What’s happening in the men’s market right now?
From 2011 to 2012 there was a real old school vibe...an “Inglourious Basterds” high and tight look; then it went to a “Mad Men”-inspired polished style; and now we’re seeing a mix of looks, a lot of them longer styles. And guys are paying more, expecting more and even blow-drying their own hair. Men still like close cuts, but many don’t want the clipper shelf effect. Those who were requesting fades now want textured, longer elements that they can tuck behind their ears. They’re asking for more external length—some to the shoulder, with movement and body—but still masculine-looking.
How has the men’s market benefited from social media?
Guests are more specific [about what they want] due to social media. Clients follow me to see my work and to see me explain how to achieve the looks. They can find exactly what style they’re looking for on social and request 1⁄2 guard on sides, razor- or point-cutting the top...they actually understand and ask for it!
Do you feel that there’s a crossover of barbers inspiring stylists to get creative with clippers, and for barbers to be more proficient with shears?
It used to be that if you worked at a salon you weren’t allowed to use clippers, and on the flip side, barbers only used clippers and guards. I was trained on both, so when I went from working in a salon to a barbershop, my coworkers made fun of me for my point-cutting and razor work, but I let it roll off because I was doing more dynamic work because of it. But last year there was a big push for both stylists and barbers to get more educated on different tools. Now, a lot of barbers are attending workshops on sectioning and shear work because there’s been a shift toward precision-cutting with shears among barbers, and they’re having to work with more clean, thin sections, and advanced shear techniques like slide-cutting.
Is there an ideal shear for barbers?
There are so many options! Like finding the right shoe size, it’s a personal thing—you just have to find your best fit. Many would say a 7-inch shear, but that can be too long for the top of the head. I usually suggest an all-around 6 or 61⁄2-inch shear that can be used on wet or dry hair, so it’s good for scissor-over-comb and the top of the head.
How do you suggest barbers stay educated?
It’s easy to find online educational platforms: Sam Villa’s education platform is great. And you can find anything on YouTube— monthly subscriptions for haircuts and even live education; there’s no reason not to watch and learn!
When I first started working at a barbershop, I took a class from Sam Villa on braiding. I have no idea why I signed up, but I did. When the class broke for lunch, I stayed to practice. Sam came over and noticed that I was struggling with the braiding technique. He asked where I was from, and when I responded “a barbershop,” he asked why I was in his class. At that point I realized that I was there to learn something new—anything new. I was such a fan of his that I wanted to learn from him. Curiosity and the willingness to challenge yourself is what makes you better.

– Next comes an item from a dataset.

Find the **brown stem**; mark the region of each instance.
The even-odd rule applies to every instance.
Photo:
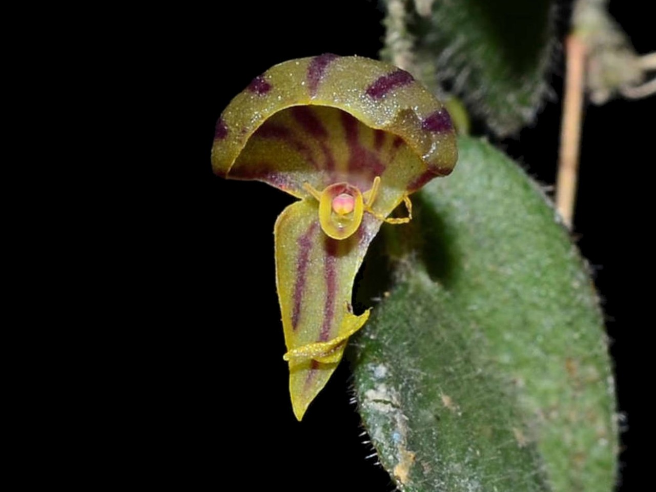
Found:
[[[567,56],[565,99],[560,129],[556,207],[570,229],[574,216],[583,120],[585,45],[571,34],[565,41]]]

Do you find that men are interested in the overall salon experience?
It’s all about the experience! You have to be prepared for anything nowadays because most clients don’t just care about the end result; they want a professional guiding the way.
I have a pretty regimented consultation process and booking strategy, but I always take the time to explain what I’m doing and which products I’m using. It’s a soft pitch, and at checkout, before you can even suggest retail to clients, they’re asking you again about what you did and they’re putting it on the counter. Don’t ask your guests about what products they use. You paid a lot of money for a license, so you should make the call on what they need!
A client once said, “Mikey, I love what you do in the beginning and end; it makes the service worth it—the haircut is just the bonus!” It really is all about the experience...and that’s something Amazon and online platforms can’t take away.